The local agents continue to, the channel continues to perform well for us. Our team has done an excellent job of delivering high levels of service to local agents. We’ve rolled out products that that help us improve the sort of connection rates to consumers who come in, online, digitally through the market place, and by and large we believe we have certainly some of the best performance in the industry with our local agents. And as a result it’s grown steadily over the years up to and including the back part of last year when we saw a contraction in the carrier business.
So I don’t know that the prevailing industry dynamics are going to materially affect or change the agent behavior, we haven’t seen it yet, right. We saw it acutely with the carriers, but less so with the agents and so we have no reason to believe we won’t seek kind of continued stability and growth in that channel.
Okay, thanks for the answers.
Thank you, Mr. Kessler. There are no additional questions at this time. I will now pass it back to the management team for any closing remarks.
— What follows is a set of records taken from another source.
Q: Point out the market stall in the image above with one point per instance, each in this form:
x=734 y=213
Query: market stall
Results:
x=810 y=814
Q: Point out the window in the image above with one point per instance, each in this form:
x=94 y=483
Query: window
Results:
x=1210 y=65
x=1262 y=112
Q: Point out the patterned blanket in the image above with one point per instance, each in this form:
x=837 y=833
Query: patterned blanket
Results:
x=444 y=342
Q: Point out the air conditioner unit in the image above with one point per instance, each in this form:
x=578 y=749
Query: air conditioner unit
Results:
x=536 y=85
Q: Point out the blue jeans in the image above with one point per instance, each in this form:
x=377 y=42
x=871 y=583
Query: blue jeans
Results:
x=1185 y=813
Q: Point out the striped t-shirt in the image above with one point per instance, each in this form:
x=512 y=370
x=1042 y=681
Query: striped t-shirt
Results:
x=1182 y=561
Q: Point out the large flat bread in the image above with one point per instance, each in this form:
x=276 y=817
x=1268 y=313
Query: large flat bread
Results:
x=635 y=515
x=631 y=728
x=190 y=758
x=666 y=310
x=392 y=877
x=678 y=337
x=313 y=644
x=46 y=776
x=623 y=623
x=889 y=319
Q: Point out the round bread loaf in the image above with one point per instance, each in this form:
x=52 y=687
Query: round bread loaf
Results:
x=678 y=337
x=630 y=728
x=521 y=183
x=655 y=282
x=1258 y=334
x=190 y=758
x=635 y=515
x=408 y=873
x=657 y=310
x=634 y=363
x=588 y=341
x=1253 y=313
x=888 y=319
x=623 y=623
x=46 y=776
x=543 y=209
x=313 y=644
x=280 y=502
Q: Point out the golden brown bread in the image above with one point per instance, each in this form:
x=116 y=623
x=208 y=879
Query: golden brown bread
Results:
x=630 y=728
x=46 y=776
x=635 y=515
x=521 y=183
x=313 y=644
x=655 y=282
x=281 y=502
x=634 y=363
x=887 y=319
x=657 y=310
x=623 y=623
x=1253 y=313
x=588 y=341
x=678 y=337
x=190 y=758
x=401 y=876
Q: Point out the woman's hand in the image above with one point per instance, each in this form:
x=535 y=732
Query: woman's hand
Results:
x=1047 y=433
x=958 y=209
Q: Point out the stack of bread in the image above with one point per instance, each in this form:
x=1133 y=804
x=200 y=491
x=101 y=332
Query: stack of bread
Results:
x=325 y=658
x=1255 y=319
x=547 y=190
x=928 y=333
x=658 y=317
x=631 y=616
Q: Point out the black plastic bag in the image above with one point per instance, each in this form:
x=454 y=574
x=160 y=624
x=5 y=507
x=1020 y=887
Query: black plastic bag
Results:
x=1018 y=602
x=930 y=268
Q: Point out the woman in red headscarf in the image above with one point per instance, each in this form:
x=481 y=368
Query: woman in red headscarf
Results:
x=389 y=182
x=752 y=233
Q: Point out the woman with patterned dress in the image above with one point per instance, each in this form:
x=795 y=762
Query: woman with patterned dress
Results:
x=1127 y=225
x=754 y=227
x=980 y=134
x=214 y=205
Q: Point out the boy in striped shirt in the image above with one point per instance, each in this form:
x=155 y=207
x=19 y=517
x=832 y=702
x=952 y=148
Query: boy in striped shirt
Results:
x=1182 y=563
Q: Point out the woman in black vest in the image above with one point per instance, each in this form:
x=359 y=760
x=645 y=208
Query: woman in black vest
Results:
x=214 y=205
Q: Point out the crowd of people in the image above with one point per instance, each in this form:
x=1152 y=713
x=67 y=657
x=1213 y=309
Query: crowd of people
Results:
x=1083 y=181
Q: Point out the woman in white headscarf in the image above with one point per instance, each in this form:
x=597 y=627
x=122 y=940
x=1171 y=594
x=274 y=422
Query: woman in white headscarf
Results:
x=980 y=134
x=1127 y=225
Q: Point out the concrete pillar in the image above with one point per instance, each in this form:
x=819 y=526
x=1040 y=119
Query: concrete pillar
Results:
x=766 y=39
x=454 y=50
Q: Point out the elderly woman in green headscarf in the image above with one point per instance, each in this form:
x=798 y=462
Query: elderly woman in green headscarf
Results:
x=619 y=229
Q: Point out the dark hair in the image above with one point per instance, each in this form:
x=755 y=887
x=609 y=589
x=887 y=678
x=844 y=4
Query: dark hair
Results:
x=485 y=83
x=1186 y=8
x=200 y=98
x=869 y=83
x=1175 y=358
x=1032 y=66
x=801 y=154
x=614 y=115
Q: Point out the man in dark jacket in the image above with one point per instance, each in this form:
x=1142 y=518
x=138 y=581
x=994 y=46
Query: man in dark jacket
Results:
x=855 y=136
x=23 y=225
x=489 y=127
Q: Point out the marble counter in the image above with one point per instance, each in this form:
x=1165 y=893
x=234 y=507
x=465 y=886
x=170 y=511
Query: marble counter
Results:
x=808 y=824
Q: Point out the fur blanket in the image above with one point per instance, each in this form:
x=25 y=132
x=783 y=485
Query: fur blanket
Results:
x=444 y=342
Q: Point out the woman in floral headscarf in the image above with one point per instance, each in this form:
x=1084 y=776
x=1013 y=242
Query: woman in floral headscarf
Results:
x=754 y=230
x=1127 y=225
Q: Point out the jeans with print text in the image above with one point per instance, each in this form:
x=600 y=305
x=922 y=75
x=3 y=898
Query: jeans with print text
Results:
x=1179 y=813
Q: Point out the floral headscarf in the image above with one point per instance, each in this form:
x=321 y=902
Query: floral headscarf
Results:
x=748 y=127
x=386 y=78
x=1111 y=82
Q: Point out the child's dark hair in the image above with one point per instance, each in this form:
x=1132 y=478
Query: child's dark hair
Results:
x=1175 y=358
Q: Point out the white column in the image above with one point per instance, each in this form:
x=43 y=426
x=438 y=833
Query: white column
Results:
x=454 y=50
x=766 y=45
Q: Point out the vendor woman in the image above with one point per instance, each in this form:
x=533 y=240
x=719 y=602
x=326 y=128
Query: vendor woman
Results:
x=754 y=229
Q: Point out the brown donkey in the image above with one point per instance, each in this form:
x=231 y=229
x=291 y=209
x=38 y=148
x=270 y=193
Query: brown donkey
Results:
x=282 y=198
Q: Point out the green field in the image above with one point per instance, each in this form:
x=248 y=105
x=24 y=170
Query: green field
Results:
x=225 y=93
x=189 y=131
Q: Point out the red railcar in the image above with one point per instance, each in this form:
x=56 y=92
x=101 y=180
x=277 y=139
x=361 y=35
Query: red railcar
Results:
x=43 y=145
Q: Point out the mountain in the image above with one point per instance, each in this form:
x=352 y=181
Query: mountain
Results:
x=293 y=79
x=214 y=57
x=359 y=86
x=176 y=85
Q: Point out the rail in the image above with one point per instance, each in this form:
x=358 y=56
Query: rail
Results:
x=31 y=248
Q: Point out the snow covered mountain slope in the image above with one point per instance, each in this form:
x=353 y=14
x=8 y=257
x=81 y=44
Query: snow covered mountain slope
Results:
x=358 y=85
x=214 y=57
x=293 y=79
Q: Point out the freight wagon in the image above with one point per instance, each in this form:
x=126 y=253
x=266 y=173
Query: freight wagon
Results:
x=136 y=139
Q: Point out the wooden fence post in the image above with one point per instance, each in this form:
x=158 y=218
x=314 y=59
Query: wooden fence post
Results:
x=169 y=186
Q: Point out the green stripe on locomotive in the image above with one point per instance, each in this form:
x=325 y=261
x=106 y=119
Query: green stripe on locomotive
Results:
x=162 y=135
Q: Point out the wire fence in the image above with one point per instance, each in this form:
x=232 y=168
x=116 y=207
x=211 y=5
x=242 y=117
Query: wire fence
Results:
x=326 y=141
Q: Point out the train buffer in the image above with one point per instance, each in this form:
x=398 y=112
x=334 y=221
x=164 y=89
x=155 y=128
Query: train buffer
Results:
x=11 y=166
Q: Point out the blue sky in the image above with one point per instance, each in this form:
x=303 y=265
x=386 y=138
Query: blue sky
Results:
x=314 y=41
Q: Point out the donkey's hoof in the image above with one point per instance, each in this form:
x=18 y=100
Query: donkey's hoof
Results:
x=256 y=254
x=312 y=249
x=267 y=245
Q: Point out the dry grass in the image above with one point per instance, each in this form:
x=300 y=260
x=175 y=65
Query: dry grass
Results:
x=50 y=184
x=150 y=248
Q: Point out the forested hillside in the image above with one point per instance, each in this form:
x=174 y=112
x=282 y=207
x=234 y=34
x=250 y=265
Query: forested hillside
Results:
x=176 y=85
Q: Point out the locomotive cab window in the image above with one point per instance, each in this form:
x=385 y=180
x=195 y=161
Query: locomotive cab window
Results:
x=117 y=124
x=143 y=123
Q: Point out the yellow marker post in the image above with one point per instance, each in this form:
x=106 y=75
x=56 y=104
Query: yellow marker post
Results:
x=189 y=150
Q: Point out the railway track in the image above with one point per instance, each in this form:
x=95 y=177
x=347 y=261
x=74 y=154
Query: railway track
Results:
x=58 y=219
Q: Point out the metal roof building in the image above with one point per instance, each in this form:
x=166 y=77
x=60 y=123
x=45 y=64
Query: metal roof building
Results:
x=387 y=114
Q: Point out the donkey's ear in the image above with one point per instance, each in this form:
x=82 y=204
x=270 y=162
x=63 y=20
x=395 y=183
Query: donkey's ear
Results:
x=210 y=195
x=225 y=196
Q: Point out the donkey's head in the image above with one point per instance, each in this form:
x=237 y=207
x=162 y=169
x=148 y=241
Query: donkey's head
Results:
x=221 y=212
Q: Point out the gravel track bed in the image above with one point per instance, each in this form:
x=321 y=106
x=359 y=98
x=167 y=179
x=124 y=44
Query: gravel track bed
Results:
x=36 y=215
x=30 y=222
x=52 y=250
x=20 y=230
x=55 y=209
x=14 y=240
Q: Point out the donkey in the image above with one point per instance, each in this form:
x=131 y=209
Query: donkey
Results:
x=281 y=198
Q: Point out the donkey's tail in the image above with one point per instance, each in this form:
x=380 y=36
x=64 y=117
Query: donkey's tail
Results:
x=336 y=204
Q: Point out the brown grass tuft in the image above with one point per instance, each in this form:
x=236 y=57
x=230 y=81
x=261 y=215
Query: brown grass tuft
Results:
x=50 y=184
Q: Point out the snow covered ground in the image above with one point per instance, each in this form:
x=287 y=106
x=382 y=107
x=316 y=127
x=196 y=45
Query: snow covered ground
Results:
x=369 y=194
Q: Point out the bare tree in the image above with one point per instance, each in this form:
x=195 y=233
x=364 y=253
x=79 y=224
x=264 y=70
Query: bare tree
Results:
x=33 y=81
Alright, thank you and thank you all for your time today. Our Q4 performance, to me it represents really a validation of our strategy as the diversification enabled us to grow and deliver positive adjusted EBITDA during unprecedented headwinds in the auto insurance market. The progress we’ve made with local agents and in our DTCA has set the foundation for EverQuote’s next phase of growth as we build the one-stop insurance shop for the digital age.
Our team is focused, we’re executing well across the business and we’re increasingly well positioned for accelerated progress and strong performance when the auto insurance industry recovers. So, thanks all for your time today.
That concludes today’s conference call. Thank you and have a great day!